Almost all theory textbooks describe how to normalize databases. Ramez Elmasri and Shamkadant B. Navathe's book Fundamentals of Database Systems, 3rd edition (Addison-Wesley, 2000) provides a thorough explanation of database normalization and Boyce-Codd normal form, which is the kind of normalization we used to solve Everything Made Easy's problem. Several kinds of normalization, or normal forms, exist, and the more complicated normal forms prevent more anomalies. Database designers often choose Boyce-Codd normal form because it's easy to obtain and it prevents the most common anomalies.
We chose Boyce-Codd normal form because it eliminated the update anomalies and enforced the business rule "one workshop per invoice." One sure way to enforce the functional dependency InvoiceID * Workshop is to allow only one row for each invoice ID. If an InvoiceID value appears in at most one row, you can have only one value of Workshop. You can't impose this requirement on the Registrants1 table because several people can share one invoice, but you can remove the redundant Workshop column from Registrants1 and put the distinct pairs (InvoiceID, Workshop) into a new table that contains the primary key InvoiceID.
Let's see whether this solution creates the summary report you need.
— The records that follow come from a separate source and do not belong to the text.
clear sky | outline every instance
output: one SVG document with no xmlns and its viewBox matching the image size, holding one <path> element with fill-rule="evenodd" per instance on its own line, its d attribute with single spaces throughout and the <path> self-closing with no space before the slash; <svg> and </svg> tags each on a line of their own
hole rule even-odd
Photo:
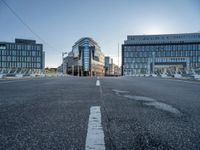
<svg viewBox="0 0 200 150">
<path fill-rule="evenodd" d="M 200 32 L 200 0 L 4 0 L 47 44 L 46 66 L 61 64 L 81 37 L 117 62 L 127 35 Z M 35 39 L 0 0 L 0 41 Z"/>
</svg>

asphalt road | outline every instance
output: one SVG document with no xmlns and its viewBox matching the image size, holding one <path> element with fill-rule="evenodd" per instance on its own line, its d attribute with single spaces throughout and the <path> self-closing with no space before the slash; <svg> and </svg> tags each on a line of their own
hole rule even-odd
<svg viewBox="0 0 200 150">
<path fill-rule="evenodd" d="M 107 150 L 199 150 L 200 82 L 144 77 L 0 80 L 1 150 L 85 150 L 92 144 L 88 139 L 96 138 L 103 139 Z"/>
</svg>

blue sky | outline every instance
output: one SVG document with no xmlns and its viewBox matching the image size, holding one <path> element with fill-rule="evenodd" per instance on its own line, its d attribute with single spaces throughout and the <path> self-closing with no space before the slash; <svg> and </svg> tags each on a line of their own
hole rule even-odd
<svg viewBox="0 0 200 150">
<path fill-rule="evenodd" d="M 117 62 L 127 35 L 200 32 L 200 0 L 5 0 L 47 43 L 46 66 L 61 64 L 81 37 L 97 41 Z M 0 41 L 35 39 L 0 0 Z"/>
</svg>

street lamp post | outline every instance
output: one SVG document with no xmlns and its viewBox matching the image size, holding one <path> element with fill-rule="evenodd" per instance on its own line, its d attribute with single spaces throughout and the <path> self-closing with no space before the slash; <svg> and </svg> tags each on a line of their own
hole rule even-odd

The code in Listing 4 creates the new tables InvoiceWorkshop2 and Registrants2 and inserts data for the same people, workshops, and invoices as in Listing 1. I didn't reuse any table names, so if you use the code for practice, you can go back and forth between the versions. Recall that Listing 3's original summary query used the Registrants1 table to match workshops with invoices. You can now use the new table InvoiceWorkshop2 instead. In fact, that's all you change. The summary query in Listing 5 produces the correct results, which Figure 2 shows. If modifying the database isn't an option, you can create InvoiceWorkshop2 as a derived table, then query the original tables by using the code that Listing 6, page 34, shows.
A More "Elementary" Solution
The newsgroup participants designed this solution for an existing database that needed to be improved. If we'd designed the database from scratch or noticed that InvoiceWorkshop2 and Invoices1 have the same primary key and could be combined, we might have found a simpler solution. For example, Listing 7 combines Workshop2 and Invoices1 into a single table and solves the original problem by using a summary query based only on Invoices3. The Invoices3 and Registrants2 tables provide the best database design so far, and you could use them if you had the option of redesigning the database.
Although there's no substitute for real experience in database programming, don't underestimate the value of understanding a real-world business model and being aware of how faithfully the database schema reflects it. And don't underestimate the practical applications of normalization theory and textbook procedures.